Spaak me dio la carta escrita por Suzanne después de su condena a muerte. Estaba destinada a la señora Spaak madre y ella la recibió en Bélgica, pero no pudo trasmitirla a su hijo porque ignoraba su escondite en París. Se la entregó después de la Liberación. En esa carta Suzanne advertía a su marido de la propuesta de la Gestapo: si él se entregaba, ella sería liberada e indultada. Después de escribir estas líneas firmó con enormes letras: «Suzanne».

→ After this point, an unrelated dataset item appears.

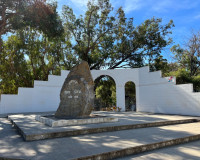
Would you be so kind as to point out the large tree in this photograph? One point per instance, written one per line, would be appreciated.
(108, 39)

«Murió a los treinta y nueve años e ignoro cómo. Es seguro que la previnieron de la ejecución, puesto que tuvo tiempo para escribir sus últimas cartas. Me informé y supe que a mediados de agosto no hubo fusilamientos en Fresnes ni en el monte Valérien. No sé nada. Hay algo que no puedo olvidar: la gran mancha parda que vi sobre el piso de su celda…».
Se levantó con el rostro bañado en lágrimas. Al despedirme se detuvo en la sala frente a un cuadro del pintor Margritte que representa un libro abierto. En la página derecha nubes blancas sobre un cielo azul, en la izquierda el retrato de Suzanne Spaak: nariz audaz, cabellos castaños, lisos, la mirada vivaz. Dijo: «Cuando este retrato fue hecho a la familia no le agradó. Decían que envejecía a Suzanne. Ahora nosotros envejecemos y ella se conserva joven».
En la puerta nos estrechamos las manos en silencio. Su emoción era casi insoportable. Permaneció allí, inmóvil, lamentable. Cuando un recodo del camino borró su imagen, quedé a solas con el recuerdo de Suzanne, esa mujer ignorada pocas horas antes y que ya no olvidaría. Mientras recorría el valle del Chevreuse con sus casas de fin de semana tan bien equipadas para el placer con el que pretendemos matar el aburrimiento, tan simbólicas de nuestro tiempo materialista, pensaba que vivir de veras es tal vez morir como Suzanne Spaak.
«Una belga, un francés». Para ser involuntario, ¡qué hermoso epitafio! Él francés era Fernand Pauriol, alias Duval, quien calló hasta el final. Los mataron al mismo tiempo. Él provenía de Marsella, ella de Bruselas, cada uno recorrió su camino hasta llegar a Fresnes y morir uno junto al otro. Ella pertenecía a una rica familia burguesa, él era un comunista, el mismo combate los unió hasta en la muerte. Eso es la Orquesta Roja.